The US Chamber of Commerce pushes to fight against anti-smoking laws, not only in the US but in the world at large, reports the New York Times. This action is said to safeguard tobacco companies and serve their businesses in the best way the group can.
Tobacco companies have been facing business challenges since a global treaty, coordinated through the World Health Organization (WHO), had been mandated in 2005. In the said treaty dubbed as the Framework Convention on Tobacco Control, countries all over the world are required to devise anti-smoking measures and restrict the impact of the tobacco industry in the government's' policy making bodies. The treaty has been upheld by 179 countries. During this trying period in the history of the tobacco industry, the US Chamber of Commerce stood by their colleagues and supported them amidst their worldwide battle.
Countries from all around the world created legislations in accordance to the global treaty and against the best interests of the tobacco companies. Because the impact of these new laws is too strong, the affected companies relied on the chamber for help, carrying with it a huge weight of American businesses.
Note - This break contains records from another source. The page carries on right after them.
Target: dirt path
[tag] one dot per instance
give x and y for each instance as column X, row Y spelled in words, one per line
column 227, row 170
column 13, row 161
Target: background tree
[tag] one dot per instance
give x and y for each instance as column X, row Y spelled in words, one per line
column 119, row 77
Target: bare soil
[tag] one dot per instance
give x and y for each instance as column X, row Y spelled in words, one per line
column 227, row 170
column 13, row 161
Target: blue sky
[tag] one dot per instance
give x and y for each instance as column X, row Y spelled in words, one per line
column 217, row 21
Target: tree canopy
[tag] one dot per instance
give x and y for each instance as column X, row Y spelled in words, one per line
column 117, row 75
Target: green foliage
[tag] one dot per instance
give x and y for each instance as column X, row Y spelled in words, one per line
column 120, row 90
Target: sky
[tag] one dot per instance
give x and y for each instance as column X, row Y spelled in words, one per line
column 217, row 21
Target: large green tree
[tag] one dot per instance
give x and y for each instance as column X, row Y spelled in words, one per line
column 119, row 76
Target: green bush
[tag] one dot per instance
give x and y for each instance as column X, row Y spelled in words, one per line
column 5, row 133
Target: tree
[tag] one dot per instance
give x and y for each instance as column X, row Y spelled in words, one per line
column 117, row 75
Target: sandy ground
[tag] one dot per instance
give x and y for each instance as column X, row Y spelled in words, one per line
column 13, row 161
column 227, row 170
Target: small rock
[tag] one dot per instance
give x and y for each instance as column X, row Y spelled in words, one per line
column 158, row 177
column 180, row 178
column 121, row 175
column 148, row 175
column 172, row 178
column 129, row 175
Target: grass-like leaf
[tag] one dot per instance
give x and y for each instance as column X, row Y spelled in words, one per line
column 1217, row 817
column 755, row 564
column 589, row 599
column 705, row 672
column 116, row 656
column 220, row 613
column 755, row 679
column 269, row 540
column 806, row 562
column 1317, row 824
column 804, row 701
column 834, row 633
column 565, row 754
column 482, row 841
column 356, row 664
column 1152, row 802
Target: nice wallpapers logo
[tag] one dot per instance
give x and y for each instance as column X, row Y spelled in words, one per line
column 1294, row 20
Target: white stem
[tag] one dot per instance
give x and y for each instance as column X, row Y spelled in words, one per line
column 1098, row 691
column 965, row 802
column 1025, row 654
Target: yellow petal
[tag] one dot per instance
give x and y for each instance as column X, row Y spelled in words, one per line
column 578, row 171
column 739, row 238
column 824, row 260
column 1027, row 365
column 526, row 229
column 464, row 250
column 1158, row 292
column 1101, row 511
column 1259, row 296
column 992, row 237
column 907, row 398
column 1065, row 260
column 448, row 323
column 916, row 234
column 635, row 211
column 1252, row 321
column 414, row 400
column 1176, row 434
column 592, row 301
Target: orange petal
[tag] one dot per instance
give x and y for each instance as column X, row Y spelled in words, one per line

The majority of measures devised by the chamber may be concealed from the public, but the effects have been extensively experienced.
"They represent the interests of the tobacco industry," says Dr. Vera Luiza da Costa e Silva, the head of the Secretariat that oversees the W.H.O treaty. "They are putting their feet everywhere where there are stronger regulations coming up."
The US Chamber of Commerce released statements in response to different inquiries. They said the chamber typically communicates with the governments of countries to ensure that official governmental measures do not exhibit prejudice to specific industries or companies, weaken their brands or break their intellectual properties. The chamber adds that they have reached out to a wide range of businesses inside and outside of the US to uphold these principles.
Tobacco companies may be given huge power over countries through the rise of controversial proposals that allow these companies to sue countries that breach commerce regulations. The chamber has expressed their disagreement for these companies to obtain such power because "singling out tobacco" according to the chamber's website, will "open a Pandora's box as other governments go after their particular bêtes noires."
The issue has a long way to go. According to a spokesperson from the US trade, the negotiators would guarantee that governments can carry out measures that can safeguard public health and protect the interests of the farmers at the same time.